Parenting seven children, one more complicated and unique than the next, that are spaced 17 long years apart, is something.
I will tell you that. SOME.THING.
In the first decade and a half that I was in this line of work my parenting motto was both profound and honest.
"Holy cats, what the hell is happening?"
As I have matured, and put the years in, my motto has matured with me. Currently, the motto stolen from Vincent Van Gogh is, "I am always doing what I cannot do yet in order to learn how to do it."
Always. (But keeping both ears while learning.)
Today we celebrate the TENTH birthday of the sixth child. Our surprise unplanned
Phoebe has conquered the single digits and said to them, "Goodbye. I am finished with you, you are useless to me now."
Thanks to Hope, the big sister that has gone before, we know that puberty happens quite early for this gene pool and Phoebe is well into the confusion and hormonal upheaval of this cursed time of life. (Stop a moment. Remember how monstrous it was? Oh my word. I would never wish it upon my worst enemy.)
Okay, Puberty, we see your destructive confusion and self hatred and we raise you our combined years of experience arm in arm with the silly song and dance routine that makes hurting girls crack a smile.
All parents have individualized concerns, things they specifically worry about for each of their kids.
(Interesting and DIFFICULT Math fact: More kids = More concerns)
Streaming thoughts be like: This one is a perfectionist too hard on him/herself, This one tends to be a bit lazy - won't find job, loves couch, This one feels deeply enough for three people, This one won't cry, what does that mean, This one seems to be addict material, ETC ETC ETC.
We do like that. That is how we parents think. We attempt to figure out what each kid's biggest stumbling block might be and we get to the work of obsessing about how to address it early, how to fix it before it means big consequences.
We are always doing what we cannot do in order to learn how to do it.
Sigh. (Future Parenting Motto)
Phoebe struggles to believe she is loved. There are two people that do a really beautiful job of meeting Phoebe where she is, they seem to have better luck than the rest of us ... Noah and Troy - something about their tenderness (and maybe their maleness matters too? I don't know. I am always doing what I cannot do in order to learn how to do it) speaks with greater authority to Phoebe than the rest of us can.
My beautiful long-limbed and wonderfully complicated ten year old, Phoebe Joy-
I regret that the life has meant loss for you. I regret that your First Momma had an intensely stressful pregnancy -- you must have sensed it as you grew in her.
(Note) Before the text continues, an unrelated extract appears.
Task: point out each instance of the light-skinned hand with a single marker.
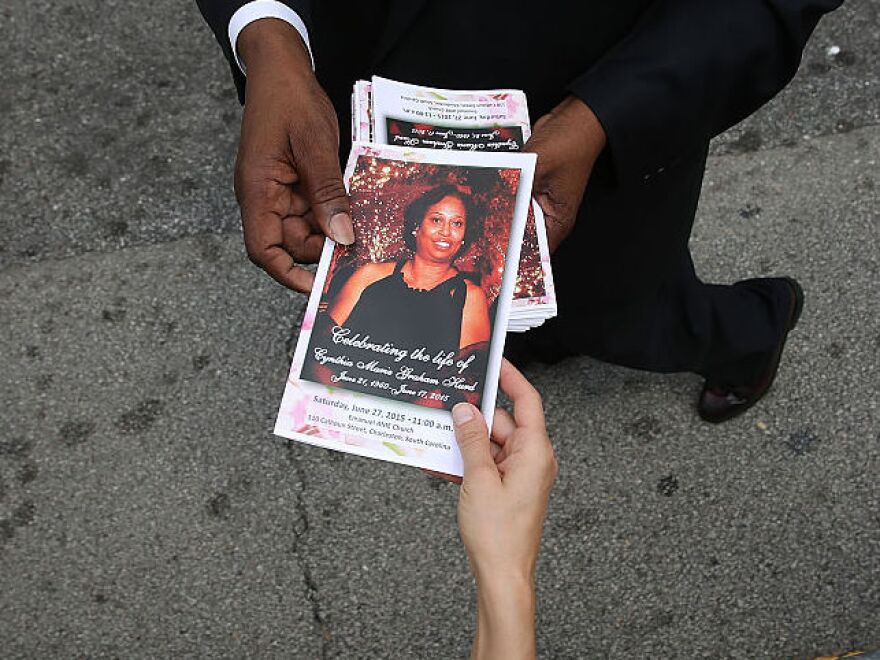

I regret that systems of poverty and abuse and brokenness meant that you were born in a small mud shack called "home" while bullets flew around CiteSoleil.
Those same systems, hideous and overwhelming they are, meant adoption and "placement" for you. That is loss. Immediate loss. I know that. I abhor that the beginning of your life was stress and loss.
Today I sat with you and told you this:
This year. This 10th year ... I pray that you would come to believe you are loved. I pray that in the deepest part of your soul you would believe it. I know that you hear the words and you nod your head, but I know that you don't truly live in the freedom of the truth of it yet.
I want for you the deep deep knowing, the kind of knowing that no other person on earth can take from you with words or actions, that you are worthy and wanted and unconditionally LOVED.
I know others like you, that struggle to make this the truth of their waking and their sleeping. You are not alone in your unbelief. I want for you the TRUTH of a NEVER-DYING, EVERLASTING, LOVE.
May you grow to know it this very year. Amen, amen, amen.